The Halftime Controversy
What it Means to Empower Our Young Girls
Perhaps you saw it … perhaps you didn’t. Maybe you have your own opinions. Maybe you don’t. Regardless, I bet you’ve seen the comments flooding social media. They range from praise to disgust.
Before I go further, let me say there is no judgment here. I let my four girls, ages 2-9, watch the Super Bowl Halftime show. If I’m honest, it was less about making a conscious choice and more a matter of passivity. I was in the kitchen preparing dinner. I knew who was on stage. I grew up listening to their music. I felt OK with the performance being on our screen because I too had viewed it on my screen when I was younger.
I should have been wiser.
It wasn’t until later that evening that I started to really think about what my daughters had seen and how those images might influence their young feminine brains.
And that’s when my heart began to break.
What message did my daughters infer about their own bodies and their sexuality while watching the halftime show? What about young American girls all across the country? What message lodged itself into their brains and etched itself onto their hearts? Couple that with the fact that this took place during the #SuperBowl, which is annually the largest human trafficking event in the US, and it’s only fair to ask …
Can’t we do better?
Amidst the varied comments regarding the show, those that have struck me as most interesting have been those that have said the show was empowering for women.
Empowering? I guess that depends on your definition of the word.
If your definition of empowering means the freedom for a woman to flagrantly display her body and sexuality in a public arena … then yes, I guess it was empowering. And I’ll admit … seeing both artists perform with such stamina at their age was impressive. But that’s not what my daughters saw when they watched the show. They weren’t viewing the performance through the eyes of a grown adult. They simply aren’t capable of that yet. What my daughters saw when they watched that show was the success and praise of a woman who displays her body and her sexuality for all to see.
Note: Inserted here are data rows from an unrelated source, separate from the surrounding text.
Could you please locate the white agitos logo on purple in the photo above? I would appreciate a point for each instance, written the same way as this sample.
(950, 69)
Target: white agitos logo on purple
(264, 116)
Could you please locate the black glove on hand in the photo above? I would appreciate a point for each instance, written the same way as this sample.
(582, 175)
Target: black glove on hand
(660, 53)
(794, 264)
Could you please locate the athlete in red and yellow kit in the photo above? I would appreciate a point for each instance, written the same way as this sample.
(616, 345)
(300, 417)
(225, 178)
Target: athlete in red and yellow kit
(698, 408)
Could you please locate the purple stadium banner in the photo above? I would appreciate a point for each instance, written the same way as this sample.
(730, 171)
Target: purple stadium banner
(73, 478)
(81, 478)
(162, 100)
All faith and moral arguments aside, in this age of insatiable sexual consumerism, is that the message we want to convey to our daughters, our sisters, our mothers? In light of the #MeToo movement and the #ChurchToo movement and the #EndIt movement—movements that bring to light the heinous taking of sex by force — is it wise to convey from a national stage the message that sex sells?
According to Geoff Rogers, co-founder of the U.S. Institute Against Human Trafficking, “The United States is the number one consumer of sex worldwide … we are driving the demand as a society.”
I would say the halftime show affirmed that.
Performances like the halftime show are successful and lauded, not so much for their artistry, but for their expression of sexuality to a society that has an insatiable appetite for sex. What was once beautiful and sacred and protected has become the largest currency of our modern marketplace.
Need some convincing? Consider this:
Porn sites receive more regular traffic than Netflix, Amazon, and Twitter combined each month. Economically, porn is a global, estimated $97 billion industry, with about $12 billion of that coming from the U.S. Recorded child sexual exploitation (known as “child porn”) is one of the fastest-growing online businesses (fightthenewdrug.org/). Furthermore, human trafficking earns global profits of roughly $150 billion a year for traffickers, $99 billion of which comes from commercial sexual exploitation (dosomething.org).
Our obsession with sexuality and sex is clearly rampant. And performances like the most recent Super Bowl halftime show feed that frenzy and bolster the beasts of pornography and human trafficking — while minimizing and objectifying women.
This does not empower our young girls. It enslaves them.
If we want to empower our young girls, if we want to end human trafficking, if we want to ensure that our daughters don’t have their own #MeToo and #ChurchToo stories, then we need to communicate a different message.
We need to redefine the message of female empowerment.
It is my hope that one day the Super Bowl halftime show can seek to truly honor and empower women, rather than objectify them. It is my hope that, eventually, we can show our daughters that female empowerment is not defined by a brazen expression of our bodies and sexuality, but by a beautiful, powerful expression of our multifaceted talents, abilities, and intellect.
It is my hope that one day #wecandobetter.